It might be strange for someone like me to read and find this book helpful. I'm not especially religious and had never heard of Lectio Divina until recently.
I wanted to read the Bible, as a cultural reference as much as a religious guide. I found it very hard going in places, both factually and morally, and I struggled to understand how much of it could be viewed as a guide to living a good and proper life. I tried Bible study guides and founf them largely useless because for me they were very restrictive: they told me what to read and what to think about it.
But then I came across Reading with God completely by accident when a friend of mine left a copy lying around. I read a few pages and realised it could help so I bought a copy and it is very helpful indeed. It explains Lectio Divina very clearly and simply, what it is and how to practise it, what the difficulties and benefits are. The most important feature of the process for me being that Lectio Divina doesn't tell you what to think. It gives you the freedom to contemplate and reach your own conclusions.

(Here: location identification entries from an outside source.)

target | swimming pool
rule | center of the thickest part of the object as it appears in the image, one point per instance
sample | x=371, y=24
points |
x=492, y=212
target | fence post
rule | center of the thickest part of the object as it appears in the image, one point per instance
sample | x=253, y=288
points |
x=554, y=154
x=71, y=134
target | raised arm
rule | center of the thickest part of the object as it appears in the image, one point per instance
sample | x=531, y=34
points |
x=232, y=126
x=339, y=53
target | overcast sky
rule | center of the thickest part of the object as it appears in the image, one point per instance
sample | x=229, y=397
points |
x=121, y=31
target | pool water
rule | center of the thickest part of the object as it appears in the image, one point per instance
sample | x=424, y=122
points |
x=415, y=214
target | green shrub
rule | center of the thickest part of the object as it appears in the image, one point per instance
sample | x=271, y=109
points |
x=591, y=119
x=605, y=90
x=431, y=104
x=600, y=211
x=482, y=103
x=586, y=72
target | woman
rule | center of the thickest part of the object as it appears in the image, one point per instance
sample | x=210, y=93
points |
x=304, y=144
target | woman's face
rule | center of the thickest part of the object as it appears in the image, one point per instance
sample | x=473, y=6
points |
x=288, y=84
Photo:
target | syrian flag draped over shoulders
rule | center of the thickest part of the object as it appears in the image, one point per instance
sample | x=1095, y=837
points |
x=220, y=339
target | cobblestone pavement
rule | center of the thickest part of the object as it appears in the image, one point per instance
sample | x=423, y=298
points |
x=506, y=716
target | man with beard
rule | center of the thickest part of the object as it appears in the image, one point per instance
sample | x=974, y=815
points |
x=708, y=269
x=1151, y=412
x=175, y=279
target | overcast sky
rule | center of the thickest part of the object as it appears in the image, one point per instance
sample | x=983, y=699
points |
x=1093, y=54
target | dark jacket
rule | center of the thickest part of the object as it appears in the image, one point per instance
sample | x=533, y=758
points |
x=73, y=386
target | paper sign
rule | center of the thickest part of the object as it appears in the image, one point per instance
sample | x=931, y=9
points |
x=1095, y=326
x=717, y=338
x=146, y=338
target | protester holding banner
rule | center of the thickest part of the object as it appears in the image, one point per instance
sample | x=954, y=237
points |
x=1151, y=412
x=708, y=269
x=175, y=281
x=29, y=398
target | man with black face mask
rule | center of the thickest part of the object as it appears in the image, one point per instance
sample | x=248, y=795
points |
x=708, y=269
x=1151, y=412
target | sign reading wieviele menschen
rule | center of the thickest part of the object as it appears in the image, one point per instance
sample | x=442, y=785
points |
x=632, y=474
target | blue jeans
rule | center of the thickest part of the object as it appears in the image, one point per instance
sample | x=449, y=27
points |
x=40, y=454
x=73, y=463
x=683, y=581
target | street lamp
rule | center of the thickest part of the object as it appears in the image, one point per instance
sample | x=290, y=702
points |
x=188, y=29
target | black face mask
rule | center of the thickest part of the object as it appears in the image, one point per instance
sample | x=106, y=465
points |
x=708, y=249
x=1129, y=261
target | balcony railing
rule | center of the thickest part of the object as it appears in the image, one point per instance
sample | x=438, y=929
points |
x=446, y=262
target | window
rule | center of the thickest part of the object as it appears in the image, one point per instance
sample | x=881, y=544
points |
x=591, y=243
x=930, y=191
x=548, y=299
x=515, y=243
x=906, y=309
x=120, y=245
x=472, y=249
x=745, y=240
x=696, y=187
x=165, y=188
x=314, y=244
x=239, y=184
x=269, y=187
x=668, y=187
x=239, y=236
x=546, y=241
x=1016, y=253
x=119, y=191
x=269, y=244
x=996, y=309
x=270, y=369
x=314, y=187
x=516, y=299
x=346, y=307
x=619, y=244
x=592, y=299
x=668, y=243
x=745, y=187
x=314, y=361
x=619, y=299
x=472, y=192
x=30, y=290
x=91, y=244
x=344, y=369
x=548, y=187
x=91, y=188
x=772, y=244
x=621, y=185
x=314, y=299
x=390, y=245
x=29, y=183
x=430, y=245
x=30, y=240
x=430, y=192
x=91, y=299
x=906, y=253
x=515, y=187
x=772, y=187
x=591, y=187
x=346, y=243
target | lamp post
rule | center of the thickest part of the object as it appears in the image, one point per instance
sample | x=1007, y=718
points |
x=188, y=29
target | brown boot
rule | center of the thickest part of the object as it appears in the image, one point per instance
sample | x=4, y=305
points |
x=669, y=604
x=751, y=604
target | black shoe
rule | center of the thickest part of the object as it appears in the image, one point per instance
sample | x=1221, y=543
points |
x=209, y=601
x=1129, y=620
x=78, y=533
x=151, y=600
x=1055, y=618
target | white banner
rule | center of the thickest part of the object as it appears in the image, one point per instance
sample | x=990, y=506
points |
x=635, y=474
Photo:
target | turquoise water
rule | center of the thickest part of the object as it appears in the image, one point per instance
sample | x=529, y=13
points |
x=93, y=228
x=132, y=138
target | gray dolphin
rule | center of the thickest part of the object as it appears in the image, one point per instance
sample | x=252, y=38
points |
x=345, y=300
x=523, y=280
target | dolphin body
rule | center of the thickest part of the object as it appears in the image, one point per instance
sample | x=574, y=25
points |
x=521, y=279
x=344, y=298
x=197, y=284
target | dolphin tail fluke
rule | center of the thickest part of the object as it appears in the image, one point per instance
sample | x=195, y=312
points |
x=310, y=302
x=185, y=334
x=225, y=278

Reading the Bible in this way has transformed, at least for me, a difficult process into something that is genuinely interesting and uplifting. As I said at the beginning, I'm not especially religious but I do now understand and appreciate the wisdom contained in the Bible much better than I did before, and much more than any study guides have been able to do.
I'd like to think this book will become much more popular with Bible readers, and to be honest, although Lectio Divina is obviously a practice designed for Christian reflection, there is no practical reason why the same idea can't be applied to any text requiring contemplation and reflection.